Dalam perspektif sosiologi agama, praktik berulang seperti infak Jum’at ini membangun habitus moral—kebiasaan memberi yang tertanam dalam kesadaran kolektif (Bourdieu). Muhammadiyah mempraktikkan pendidikan karakter lintas generasi: dari murid yang menyisihkan Rp5 ribu, mahasiswa, hingga tenaga medis yang memberi lebih.
Gerakan ini juga relevan dengan konteks kebencanaan Indonesia. Data BNPB menunjukkan bahwa lebih dari 90 persen bencana tahunan merupakan bencana hidrometeorologi. Di tengah keterbatasan anggaran negara dan kompleksitas birokrasi, filantropi terorganisir menjadi penyangga penting respons kemanusiaan (UNDRR, 2022).

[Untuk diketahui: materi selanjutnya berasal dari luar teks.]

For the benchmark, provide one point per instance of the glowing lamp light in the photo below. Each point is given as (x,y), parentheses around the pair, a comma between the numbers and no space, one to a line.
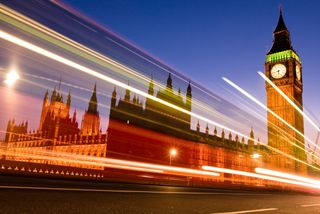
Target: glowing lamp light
(256,156)
(11,78)
(173,152)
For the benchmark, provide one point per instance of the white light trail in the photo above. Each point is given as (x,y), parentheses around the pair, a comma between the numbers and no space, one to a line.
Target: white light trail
(289,100)
(255,175)
(11,78)
(269,110)
(286,175)
(72,64)
(96,74)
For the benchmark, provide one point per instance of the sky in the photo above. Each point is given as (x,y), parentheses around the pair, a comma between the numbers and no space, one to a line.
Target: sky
(210,39)
(203,40)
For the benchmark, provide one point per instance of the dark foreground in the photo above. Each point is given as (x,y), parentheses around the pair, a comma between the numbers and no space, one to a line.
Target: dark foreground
(21,195)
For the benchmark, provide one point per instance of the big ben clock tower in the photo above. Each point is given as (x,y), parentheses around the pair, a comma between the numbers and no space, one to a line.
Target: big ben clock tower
(283,68)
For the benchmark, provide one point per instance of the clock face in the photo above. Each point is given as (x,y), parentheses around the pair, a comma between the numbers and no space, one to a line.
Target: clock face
(278,71)
(298,72)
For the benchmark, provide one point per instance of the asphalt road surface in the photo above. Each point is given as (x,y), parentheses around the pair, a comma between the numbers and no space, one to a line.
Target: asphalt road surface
(47,196)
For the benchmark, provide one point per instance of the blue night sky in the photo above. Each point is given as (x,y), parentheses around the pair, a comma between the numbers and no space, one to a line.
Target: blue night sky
(207,40)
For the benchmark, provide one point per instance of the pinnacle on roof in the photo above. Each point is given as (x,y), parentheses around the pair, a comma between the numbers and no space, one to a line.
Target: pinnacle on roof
(281,26)
(281,41)
(93,103)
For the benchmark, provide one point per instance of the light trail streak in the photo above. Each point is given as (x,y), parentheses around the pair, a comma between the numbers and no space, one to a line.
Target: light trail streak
(113,163)
(255,175)
(96,74)
(289,100)
(286,175)
(89,54)
(269,110)
(34,156)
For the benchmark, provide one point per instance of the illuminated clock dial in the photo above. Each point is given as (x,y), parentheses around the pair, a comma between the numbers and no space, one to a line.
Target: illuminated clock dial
(298,72)
(278,71)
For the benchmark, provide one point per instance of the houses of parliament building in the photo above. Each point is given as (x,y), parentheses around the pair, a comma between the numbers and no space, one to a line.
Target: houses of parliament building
(146,132)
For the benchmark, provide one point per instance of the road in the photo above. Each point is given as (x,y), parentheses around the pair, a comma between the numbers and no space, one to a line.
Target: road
(48,196)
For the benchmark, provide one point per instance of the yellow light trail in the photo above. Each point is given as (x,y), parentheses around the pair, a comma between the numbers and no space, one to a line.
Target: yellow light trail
(286,175)
(267,109)
(289,100)
(72,64)
(26,24)
(96,74)
(112,163)
(255,175)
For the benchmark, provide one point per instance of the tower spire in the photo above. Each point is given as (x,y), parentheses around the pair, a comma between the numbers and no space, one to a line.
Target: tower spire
(93,103)
(281,41)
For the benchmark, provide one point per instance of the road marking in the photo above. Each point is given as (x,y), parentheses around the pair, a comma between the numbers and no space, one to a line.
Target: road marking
(249,211)
(310,205)
(123,191)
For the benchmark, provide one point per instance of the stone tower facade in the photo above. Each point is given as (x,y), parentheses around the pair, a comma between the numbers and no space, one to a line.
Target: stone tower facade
(283,67)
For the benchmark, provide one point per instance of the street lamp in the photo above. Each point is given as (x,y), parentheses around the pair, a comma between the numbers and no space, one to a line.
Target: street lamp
(11,78)
(256,156)
(173,153)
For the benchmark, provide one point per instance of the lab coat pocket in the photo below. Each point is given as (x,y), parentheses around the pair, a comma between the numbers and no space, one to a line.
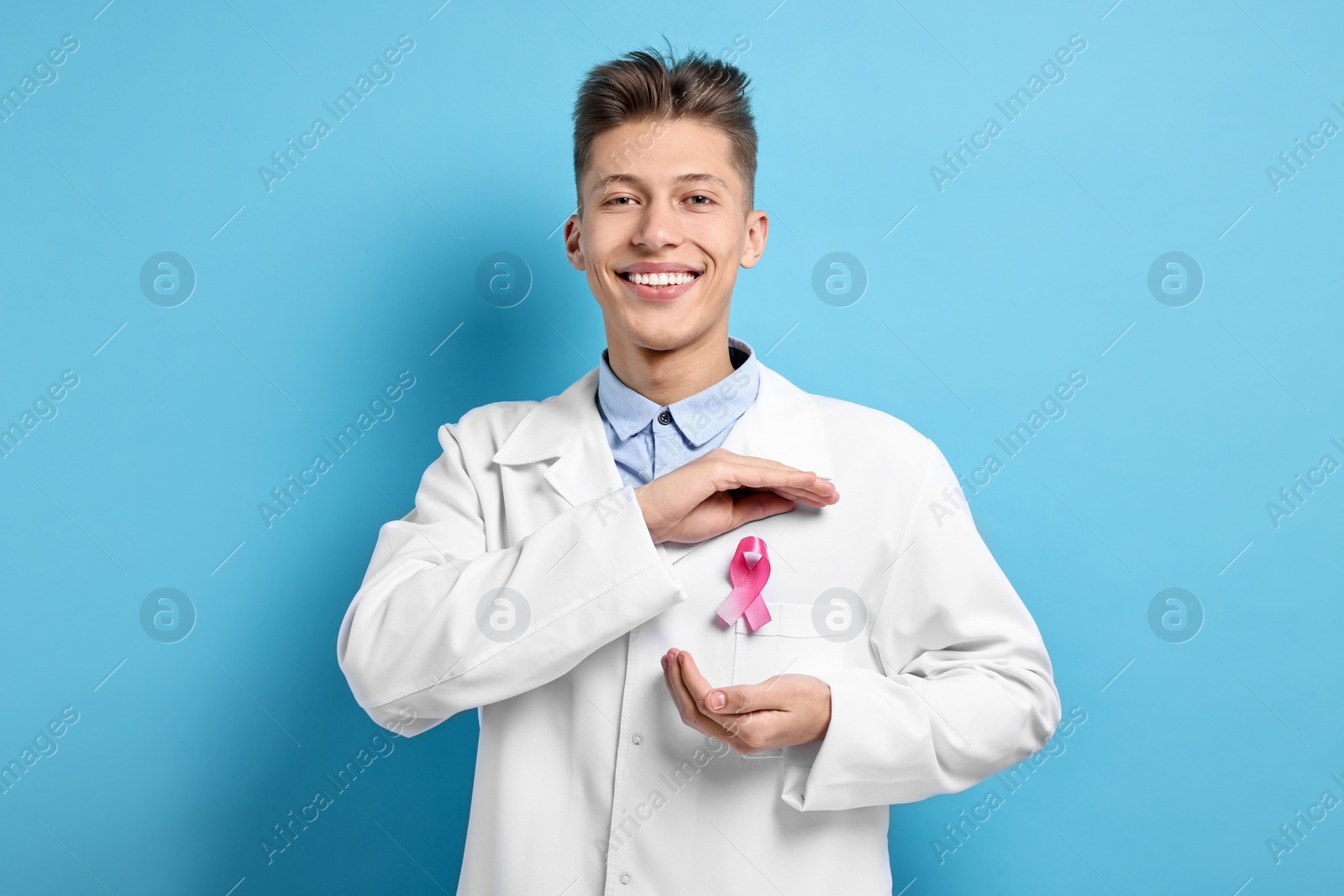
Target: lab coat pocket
(790,644)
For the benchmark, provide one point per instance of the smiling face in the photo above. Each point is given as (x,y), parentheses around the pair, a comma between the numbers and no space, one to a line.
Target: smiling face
(662,233)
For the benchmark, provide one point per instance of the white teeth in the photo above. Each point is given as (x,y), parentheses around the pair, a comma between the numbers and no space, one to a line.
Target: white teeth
(662,280)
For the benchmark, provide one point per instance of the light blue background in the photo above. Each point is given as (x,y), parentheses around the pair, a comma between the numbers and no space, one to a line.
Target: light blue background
(312,297)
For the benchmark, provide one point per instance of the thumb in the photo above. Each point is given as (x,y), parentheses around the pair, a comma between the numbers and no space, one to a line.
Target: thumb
(739,699)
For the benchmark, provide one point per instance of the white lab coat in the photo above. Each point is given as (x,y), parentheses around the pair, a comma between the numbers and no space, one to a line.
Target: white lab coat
(586,779)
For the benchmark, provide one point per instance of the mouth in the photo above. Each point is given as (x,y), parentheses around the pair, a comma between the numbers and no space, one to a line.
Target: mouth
(659,281)
(663,280)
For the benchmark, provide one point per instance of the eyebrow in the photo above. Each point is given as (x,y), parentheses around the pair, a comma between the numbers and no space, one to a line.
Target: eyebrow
(679,179)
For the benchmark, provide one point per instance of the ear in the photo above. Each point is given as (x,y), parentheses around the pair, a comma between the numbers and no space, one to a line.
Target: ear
(759,228)
(571,242)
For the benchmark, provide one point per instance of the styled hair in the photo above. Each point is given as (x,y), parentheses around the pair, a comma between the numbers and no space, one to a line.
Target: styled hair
(651,85)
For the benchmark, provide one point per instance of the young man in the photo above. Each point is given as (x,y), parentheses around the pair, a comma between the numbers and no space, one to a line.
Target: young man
(568,563)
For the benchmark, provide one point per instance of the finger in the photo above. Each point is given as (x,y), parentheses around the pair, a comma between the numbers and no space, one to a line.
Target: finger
(691,715)
(746,732)
(701,691)
(759,506)
(766,474)
(796,493)
(741,699)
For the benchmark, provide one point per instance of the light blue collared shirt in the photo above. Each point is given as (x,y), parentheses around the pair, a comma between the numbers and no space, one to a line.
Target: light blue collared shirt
(649,441)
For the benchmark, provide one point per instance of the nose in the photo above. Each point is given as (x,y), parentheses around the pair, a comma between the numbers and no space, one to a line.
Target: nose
(659,226)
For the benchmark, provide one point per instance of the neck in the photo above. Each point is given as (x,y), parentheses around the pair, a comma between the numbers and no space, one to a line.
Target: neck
(665,376)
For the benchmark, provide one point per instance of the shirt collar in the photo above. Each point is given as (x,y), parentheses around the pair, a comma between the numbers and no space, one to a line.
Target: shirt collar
(701,417)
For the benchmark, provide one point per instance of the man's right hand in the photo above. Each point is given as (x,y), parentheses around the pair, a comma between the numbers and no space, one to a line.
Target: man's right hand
(719,490)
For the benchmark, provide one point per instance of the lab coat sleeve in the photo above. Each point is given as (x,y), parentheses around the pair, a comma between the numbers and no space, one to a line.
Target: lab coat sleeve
(965,688)
(425,637)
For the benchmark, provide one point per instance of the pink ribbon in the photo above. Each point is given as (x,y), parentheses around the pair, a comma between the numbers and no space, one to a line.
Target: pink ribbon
(745,600)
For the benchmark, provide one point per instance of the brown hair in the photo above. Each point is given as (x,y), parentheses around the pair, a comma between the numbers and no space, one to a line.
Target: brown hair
(651,85)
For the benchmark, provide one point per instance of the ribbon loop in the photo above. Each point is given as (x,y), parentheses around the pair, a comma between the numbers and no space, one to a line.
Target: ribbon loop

Keunggulan lain gerakan ini adalah tata kelola. Lazismu dan MDMC memiliki rekam jejak transparansi dan akuntabilitas. Kepercayaan publik—mata uang utama filantropi—dirawat melalui mekanisme yang jelas dan kedekatan dengan penerima manfaat.
Dari Kotak Infak ke Ketahanan Sosial Bangsa
Tanpa perlu gaduh, Muhammadiyah menunjukkan bahwa kepedulian dapat dijalankan secara sistemik, sunyi, dan berdampak. Ia tidak menunggu status bencana nasional atau sorotan kamera. Ia bekerja dari bawah—dari mimbar Jum’at, dari kotak infak yang tampak sederhana namun menyimpan kekuatan besar.
Di sini, spiritualitas bertemu rasionalitas. Dalam tradisi Islam, memberi adalah penyucian diri dan pengikat persaudaraan. Dalam bahasa ekonomi modern, ia adalah redistribusi sumber daya. Muhammadiyah berhasil menjembatani keduanya.
Sekitar Rp70 miliar mungkin tampak kecil dibanding kerugian bencana yang mencapai triliunan rupiah. Namun dampaknya nyata: dapur umum menyala, obat tersedia, tenda berdiri, dan—yang tak kalah penting—harapan tetap hidup.
Bagi bangsa yang rawan bencana, gerakan infak Jum’at ini memberi pelajaran penting: ketahanan sosial dibangun dari bawah, dari jamaah yang percaya bahwa kebaikan, jika dilakukan bersama, akan selalu menemukan jalannya.
Dan setiap Jum’at, di sela doa dan sujud, kita diingatkan bahwa kemanusiaan adalah ibadah yang paling dekat dengan kehidupan.